I originally read the first two parts of Rum Hijack when they were published as separate editions and I have been waiting for the third part to come out. The story is now published as one complete work, which is much more satisfactory.
I enjoy stories told in the first person, I like getting right inside a character, being privy to all their thoughts and emotions and those of the unnamed narrator of this tale are extraordinary. Our protagonist believes himself to be the all-conquering author of a masterpiece of literary magnificence. The only problem being that he hasn’t written one word of it…yet. He lives an eccentric lifestyle in his flat and tries to channel his Grandfathers spirit as if believing this will funnel some sort of divine inspiration that will overcome his writer’s block and allow his words to be unleashed upon the waiting world.
I thoroughly enjoyed Moss’s writing. Graphically descriptive it’s sharply quick witted and highly perceptive of this would be writer’s unusual lifestyle. An emergency potato – why haven’t I ever thought of having one of those? I loved the dark humour throughout this tightly written story and there were many, many priceless moments which made up a fabulous read.

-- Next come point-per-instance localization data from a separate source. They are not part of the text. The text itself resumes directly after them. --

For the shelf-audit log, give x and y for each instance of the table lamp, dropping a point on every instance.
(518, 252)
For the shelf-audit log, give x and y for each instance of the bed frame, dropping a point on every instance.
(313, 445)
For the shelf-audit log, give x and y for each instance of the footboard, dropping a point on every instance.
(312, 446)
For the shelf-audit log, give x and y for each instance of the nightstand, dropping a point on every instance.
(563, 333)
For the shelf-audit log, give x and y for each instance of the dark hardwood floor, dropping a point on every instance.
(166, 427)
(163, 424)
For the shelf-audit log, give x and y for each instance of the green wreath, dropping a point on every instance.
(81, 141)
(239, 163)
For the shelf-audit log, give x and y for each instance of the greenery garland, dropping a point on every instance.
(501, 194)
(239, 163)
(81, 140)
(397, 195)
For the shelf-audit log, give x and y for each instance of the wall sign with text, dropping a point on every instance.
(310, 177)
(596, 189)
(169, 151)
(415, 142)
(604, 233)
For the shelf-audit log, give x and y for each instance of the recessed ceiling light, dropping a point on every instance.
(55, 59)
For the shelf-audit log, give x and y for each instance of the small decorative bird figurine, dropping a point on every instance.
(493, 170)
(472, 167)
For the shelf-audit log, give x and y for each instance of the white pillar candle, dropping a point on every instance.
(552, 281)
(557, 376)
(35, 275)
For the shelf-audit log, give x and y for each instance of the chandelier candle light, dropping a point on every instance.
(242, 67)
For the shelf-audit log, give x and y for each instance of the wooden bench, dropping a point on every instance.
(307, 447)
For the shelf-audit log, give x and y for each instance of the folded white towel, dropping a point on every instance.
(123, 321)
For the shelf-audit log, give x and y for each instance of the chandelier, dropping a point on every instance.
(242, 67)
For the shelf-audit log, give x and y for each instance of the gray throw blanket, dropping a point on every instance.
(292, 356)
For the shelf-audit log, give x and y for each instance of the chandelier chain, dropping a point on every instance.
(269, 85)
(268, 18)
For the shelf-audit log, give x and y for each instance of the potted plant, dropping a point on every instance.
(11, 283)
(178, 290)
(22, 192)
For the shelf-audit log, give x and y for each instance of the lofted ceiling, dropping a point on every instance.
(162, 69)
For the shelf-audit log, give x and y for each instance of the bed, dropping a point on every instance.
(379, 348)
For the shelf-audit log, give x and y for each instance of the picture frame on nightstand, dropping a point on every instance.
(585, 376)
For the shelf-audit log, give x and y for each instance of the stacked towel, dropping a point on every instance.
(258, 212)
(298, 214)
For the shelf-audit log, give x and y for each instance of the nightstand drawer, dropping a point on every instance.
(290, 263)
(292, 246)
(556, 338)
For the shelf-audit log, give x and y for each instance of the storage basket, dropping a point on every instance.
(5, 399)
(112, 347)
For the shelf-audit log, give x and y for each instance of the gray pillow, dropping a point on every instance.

By the end of part one our narrator has named himself Inkker Hauser. His relationships are disastrous and you would never want to have him as your neighbour but I liked him very much.
In part two you need to buckle up to take on the ride that is Inkker when he goes on a date with the lovely Tylissa.
He drinks a staggering amount and wanting to impress her with his intellectual and literary genius spouts all sorts of what to most people would be nonsense but which Inkker is earnestly serious about – this ‘A psychonaut. A sailor of the soul, a navigator of the mind. I happen to be something of one’ is how he describes himself to her. As the drink takes hold his behaviour becomes increasingly erratic and you can only sympathise with poor Tylissa and admire her tenacity for hanging on in there particularly when he does something that is a definite no-no in my book!
Most of the second part of this darkly humorous novel is taken up with the date. That might seem like a lot of words just to describe a date but every one of them is needed in order to convey the sheer craziness as it descends into mayhem for Inkker. There are so many reasons why you shouldn’t like this narrator and yet I really do. In some bizarre way, considering how he behaves, he comes across as fragile and endearing and I feel protective of him especially when he is aware of being mocked by others.
Because it’s written in the first person we are exposed to his thoughts, feelings and anxieties and these show his vulnerability and increasing desperation as the night unravels. But nothing that has gone before compares to the pain you can feel Inkker going through when he gets home and meets his new neighbour.
I was delighted to eventually get to read the finale to Rum Hijack and it is every bit as good as the first two parts.
The new neighbours, Claire, who calls him Inky, and Adrian, a writer of novels, invite Inkker to a flat warming party telling him to ‘dress fancy’ a term he misunderstands but I loved the amount of planning that went into his appearance.
Inkker’s behaviour is becoming more and more wild. He’s banned from his local, The Laughing Goat, but when he goes to make the peace in an attempt to be allowed back in he can’t help but cause more trouble. His eccentric domestic habits become more and more surreal, I mean, the mannequin, what is going on there? Throughout this final part his violent thoughts and destructive actions escalate to levels that wreak havoc on his life and then there is a devastating setback for him, the desperate grief that follows all consuming.
Excellently written I would recommend this to everyone who fancies reading something highly original and totally entertaining – and don’t we all want to do that? I truly hope to read much more from this terrific writer in the future.